In order to appreciate the full force of the evidence, let me first pass rapidly in review a

few familiar, historical facts, that preceded the discovery of the mechanism in question.

Fig. 45. Typical cell showing the cell wall, the protoplasm (with its contained materials); the nucleus with its contained chromatin and nuclear sap. (After Dahlgren.)

Throughout the greater part of the last century, while students of evolution and of heredity were engaged in what I may call the more general, or, shall I say, the grosser aspects of the subject, there existed another group of students who were engaged in working out the minute structure of the material basis of the living organism. They found that organs such as the brain, the heart, the liver, the lungs, the kidneys, etc., are not themselves the units of structure, but that all these organs can be reduced to a simpler unit that repeats itself a

thousand-fold in every organ. We call this unit a cell (fig. 45).

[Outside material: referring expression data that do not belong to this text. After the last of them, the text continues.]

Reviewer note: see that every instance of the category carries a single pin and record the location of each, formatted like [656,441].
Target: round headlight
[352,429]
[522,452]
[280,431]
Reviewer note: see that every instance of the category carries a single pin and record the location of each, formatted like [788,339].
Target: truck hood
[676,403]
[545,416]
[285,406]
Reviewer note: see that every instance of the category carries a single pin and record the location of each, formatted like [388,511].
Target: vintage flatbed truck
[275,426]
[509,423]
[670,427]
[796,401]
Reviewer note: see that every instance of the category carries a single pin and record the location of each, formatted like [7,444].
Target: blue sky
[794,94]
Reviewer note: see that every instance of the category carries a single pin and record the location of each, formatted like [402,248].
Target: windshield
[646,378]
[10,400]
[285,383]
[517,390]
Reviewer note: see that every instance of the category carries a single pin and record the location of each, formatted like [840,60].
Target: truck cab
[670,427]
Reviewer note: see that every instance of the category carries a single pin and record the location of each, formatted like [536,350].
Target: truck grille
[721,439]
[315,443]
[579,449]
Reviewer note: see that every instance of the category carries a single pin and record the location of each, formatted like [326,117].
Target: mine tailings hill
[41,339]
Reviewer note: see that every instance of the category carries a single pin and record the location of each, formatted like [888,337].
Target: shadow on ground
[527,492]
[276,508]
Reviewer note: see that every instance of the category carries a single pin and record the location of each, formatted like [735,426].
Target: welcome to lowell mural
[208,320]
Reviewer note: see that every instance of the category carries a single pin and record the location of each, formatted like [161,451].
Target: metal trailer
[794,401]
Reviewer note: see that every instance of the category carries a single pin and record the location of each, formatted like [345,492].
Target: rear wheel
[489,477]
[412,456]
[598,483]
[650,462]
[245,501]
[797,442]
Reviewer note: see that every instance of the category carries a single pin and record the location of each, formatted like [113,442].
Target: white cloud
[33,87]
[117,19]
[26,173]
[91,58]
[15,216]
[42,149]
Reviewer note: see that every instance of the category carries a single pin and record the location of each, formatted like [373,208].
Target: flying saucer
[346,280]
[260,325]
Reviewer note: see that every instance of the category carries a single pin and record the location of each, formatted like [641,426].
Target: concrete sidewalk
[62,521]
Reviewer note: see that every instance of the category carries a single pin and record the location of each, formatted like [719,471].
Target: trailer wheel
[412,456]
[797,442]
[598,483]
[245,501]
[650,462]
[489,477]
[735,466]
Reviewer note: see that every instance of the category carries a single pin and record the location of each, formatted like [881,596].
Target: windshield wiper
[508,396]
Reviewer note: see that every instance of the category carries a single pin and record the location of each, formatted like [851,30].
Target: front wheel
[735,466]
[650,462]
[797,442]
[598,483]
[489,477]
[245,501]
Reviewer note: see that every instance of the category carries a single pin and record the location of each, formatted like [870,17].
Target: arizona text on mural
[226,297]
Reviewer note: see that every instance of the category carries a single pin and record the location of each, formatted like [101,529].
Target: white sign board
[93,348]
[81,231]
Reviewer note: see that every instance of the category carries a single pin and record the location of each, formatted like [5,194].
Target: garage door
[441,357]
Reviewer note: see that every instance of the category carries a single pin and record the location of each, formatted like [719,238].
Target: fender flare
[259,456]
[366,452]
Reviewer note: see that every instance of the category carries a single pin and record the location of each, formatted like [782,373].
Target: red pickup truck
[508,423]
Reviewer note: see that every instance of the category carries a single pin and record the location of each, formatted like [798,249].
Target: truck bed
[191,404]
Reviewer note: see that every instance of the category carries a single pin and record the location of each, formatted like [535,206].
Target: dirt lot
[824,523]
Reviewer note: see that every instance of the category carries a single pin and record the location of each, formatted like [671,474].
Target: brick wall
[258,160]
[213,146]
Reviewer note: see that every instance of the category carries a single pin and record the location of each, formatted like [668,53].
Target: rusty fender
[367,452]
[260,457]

The egg is a cell, and the spermatozoon is a cell. The act of fertilization is the union of two cells (fig. 47, upper figure). Simple as the process of fertilization appears to us today, its discovery swept aside a vast amount of mystical speculation concerning the rôle of the male and of the female in the act of procreation.

Within the cell a new microcosm was revealed. Every cell was found to contain a spherical body called the nucleus (fig. 46a). Within the nucleus is a network of fibres, a sap fills the interstices of the network. The network resolves itself into a definite number of threads at each division of the cell (fig. 46 b-e). These threads we call chromosomes. Each species of animals and plants possesses a characteristic number of these threads which have a definite size and sometimes a specific shape and even characteristic granules at different levels. Beyond this point our strongest microscopes fail to penetrate. Observation has reached, for the time being, its limit.